La bancarella era piena di oggetti in legno meravigliosamente intagliati, da semplici scatole vuote a deliziosi fermacapelli lucidati. Ravenna li osservava, curiosa; non si capacitava di come un tronco d'albero potesse trasformarsi in qualcosa di così diverso. A volte si era fermata di fronte alla bottega dell'artigiano, sbirciandolo mentre lavorava per cercare di capire a quali magie ricorresse, ma l'uomo era sempre e semplicemente attrezzato con un arnese o con l'altro, segando, levigando, montando e misurando. Forse le magie le eseguiva di notte, quando era certo che nessuno guardasse, ma suo padre non le avrebbe mai permesso di girare per il villaggio dopo il tramonto.

Un colpetto sulla schiena la sospinse in avanti, facendole perdere di vista il pettine dipinto che assomigliava tanto a quello che aveva rotto proprio la settimana precedente.

«Andiamo, Ravenna» la incitò suo padre.

La bambina gli saltellava appresso mentre attraversavano la via del mercato, guardandosi intorno in cerca di qualcosa di interessante. Le bancarelle erano disposte l'una di fianco all'altra su entrambi i lati, gestite la maggior parte da persone che provenivano da villaggi o città a lei sconosciuti, venuti fin lì per vendere la propria merce come ogni anno.

«Gren! Il miglior fabbro della Costa Settentrionale!»

Per poco Ravenna non andò a sbattere contro le gambe del padre quando questi si fermò all'improvviso.

«Merrytt!»

Gren si avvicinò alla bancarella dal quale era giunto il richiamo, seguito da una irritatissima Ravenna che proprio non sopportava quel genere di interruzioni.

«Amico mio!
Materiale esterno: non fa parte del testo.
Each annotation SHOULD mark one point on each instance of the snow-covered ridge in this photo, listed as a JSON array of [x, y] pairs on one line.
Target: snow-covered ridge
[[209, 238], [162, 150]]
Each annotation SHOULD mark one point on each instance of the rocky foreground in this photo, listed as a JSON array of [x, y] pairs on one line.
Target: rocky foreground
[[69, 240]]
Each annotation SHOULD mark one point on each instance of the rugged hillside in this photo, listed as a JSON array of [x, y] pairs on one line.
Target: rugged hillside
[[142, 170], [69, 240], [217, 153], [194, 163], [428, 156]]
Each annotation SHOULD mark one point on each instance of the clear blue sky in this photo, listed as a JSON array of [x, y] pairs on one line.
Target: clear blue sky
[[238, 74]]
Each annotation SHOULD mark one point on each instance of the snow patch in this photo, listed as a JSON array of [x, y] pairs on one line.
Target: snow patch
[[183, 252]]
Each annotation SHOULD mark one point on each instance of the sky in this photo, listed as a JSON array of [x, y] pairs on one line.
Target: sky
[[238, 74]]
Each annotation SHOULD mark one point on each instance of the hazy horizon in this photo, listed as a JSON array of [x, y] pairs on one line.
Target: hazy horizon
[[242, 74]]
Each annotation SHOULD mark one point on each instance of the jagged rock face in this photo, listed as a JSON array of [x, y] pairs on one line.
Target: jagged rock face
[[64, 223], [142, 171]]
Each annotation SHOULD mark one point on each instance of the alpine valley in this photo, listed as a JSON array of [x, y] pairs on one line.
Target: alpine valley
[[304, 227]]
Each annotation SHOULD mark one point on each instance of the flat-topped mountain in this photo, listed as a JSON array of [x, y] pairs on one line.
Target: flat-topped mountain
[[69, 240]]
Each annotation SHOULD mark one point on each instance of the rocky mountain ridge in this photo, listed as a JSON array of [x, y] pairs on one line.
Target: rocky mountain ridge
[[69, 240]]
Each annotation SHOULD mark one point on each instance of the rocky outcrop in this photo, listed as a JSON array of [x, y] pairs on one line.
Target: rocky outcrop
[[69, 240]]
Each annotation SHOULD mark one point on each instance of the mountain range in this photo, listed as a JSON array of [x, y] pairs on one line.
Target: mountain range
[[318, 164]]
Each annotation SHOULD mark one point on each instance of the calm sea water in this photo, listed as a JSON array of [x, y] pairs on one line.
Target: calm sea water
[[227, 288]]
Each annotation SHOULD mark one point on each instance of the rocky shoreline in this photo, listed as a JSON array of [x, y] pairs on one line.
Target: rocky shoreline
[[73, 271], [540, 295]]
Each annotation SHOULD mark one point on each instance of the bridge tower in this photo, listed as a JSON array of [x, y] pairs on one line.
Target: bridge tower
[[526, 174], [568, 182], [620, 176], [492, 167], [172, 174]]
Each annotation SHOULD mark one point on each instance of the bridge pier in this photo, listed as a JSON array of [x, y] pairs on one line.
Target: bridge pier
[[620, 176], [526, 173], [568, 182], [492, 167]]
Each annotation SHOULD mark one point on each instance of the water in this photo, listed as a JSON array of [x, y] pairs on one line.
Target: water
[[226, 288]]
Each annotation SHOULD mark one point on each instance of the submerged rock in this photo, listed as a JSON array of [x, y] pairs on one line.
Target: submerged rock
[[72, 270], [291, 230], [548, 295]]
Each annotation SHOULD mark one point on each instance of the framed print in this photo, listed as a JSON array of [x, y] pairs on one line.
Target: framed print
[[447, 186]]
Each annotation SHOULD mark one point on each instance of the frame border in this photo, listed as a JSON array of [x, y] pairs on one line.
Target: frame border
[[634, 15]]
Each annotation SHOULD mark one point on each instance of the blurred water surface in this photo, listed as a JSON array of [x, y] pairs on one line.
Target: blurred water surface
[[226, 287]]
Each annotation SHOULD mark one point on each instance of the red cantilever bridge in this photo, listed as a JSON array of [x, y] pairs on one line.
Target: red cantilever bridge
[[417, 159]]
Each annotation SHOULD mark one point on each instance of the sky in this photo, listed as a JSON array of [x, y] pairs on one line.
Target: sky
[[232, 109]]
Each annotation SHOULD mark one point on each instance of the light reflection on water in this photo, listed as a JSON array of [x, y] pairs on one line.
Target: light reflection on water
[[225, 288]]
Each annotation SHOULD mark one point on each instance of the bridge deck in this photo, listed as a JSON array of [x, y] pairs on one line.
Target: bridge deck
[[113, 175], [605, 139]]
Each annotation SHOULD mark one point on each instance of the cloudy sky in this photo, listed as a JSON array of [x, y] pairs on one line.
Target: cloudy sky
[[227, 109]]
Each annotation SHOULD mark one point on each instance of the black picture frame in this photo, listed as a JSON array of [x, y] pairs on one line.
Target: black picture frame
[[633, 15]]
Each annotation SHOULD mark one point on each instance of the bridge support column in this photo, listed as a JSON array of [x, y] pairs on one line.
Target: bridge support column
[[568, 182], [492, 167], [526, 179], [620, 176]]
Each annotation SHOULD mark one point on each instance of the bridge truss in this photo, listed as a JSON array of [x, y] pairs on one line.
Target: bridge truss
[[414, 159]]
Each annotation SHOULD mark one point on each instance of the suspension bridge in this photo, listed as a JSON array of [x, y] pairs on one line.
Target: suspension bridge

Come ti vanno gli affari?»

Ancora meno sopportava ascoltare due adulti che parlassero di lavoro.

Da che ricordava non c'era stato un solo anno che Merrytt non fosse stato presente al mercato di Cerys. Una settimana in primavera e una in autunno, erano le uniche occasioni in cui lui e suo padre si ritrovavano. Non sapeva quando si fossero conosciuti – sicuramente prima ancora della sua nascita – ma gli incontri abitudinari avevano fatto di loro due buoni amici, sentimento che lei non aveva mai davvero condiviso, né verso il mercante stesso né, tanto meno, verso suo figlio Rhonon.

«Ti ricordi di Rhonon, vero?»

Per un attimo Ravenna pensò che il mercante stesse parlando con lei, ma il suo sguardo era ancora puntato su Gren. Forse nemmeno l'aveva notata, nascosta com'era dietro le gambe di suo padre. Teneva le mani posate sulle spalle di un ragazzo bruno e allampanato, tutto serio e inflessibile, che tese la mano a Gran ed esordì con un dignitosissimo: «piacere di rivederla, signore.»

Una noia mortale.

Ravenna perse il filo del discorso quasi immediatamente, iniziando a dare un'occhiata alle pelli esposte sulla bancarella e, mentre la conversazione procedeva con quella monotonia tipica degli adulti, lei fu attratta da ben altro, qualcosa che a tutti sembrava essere sfuggito.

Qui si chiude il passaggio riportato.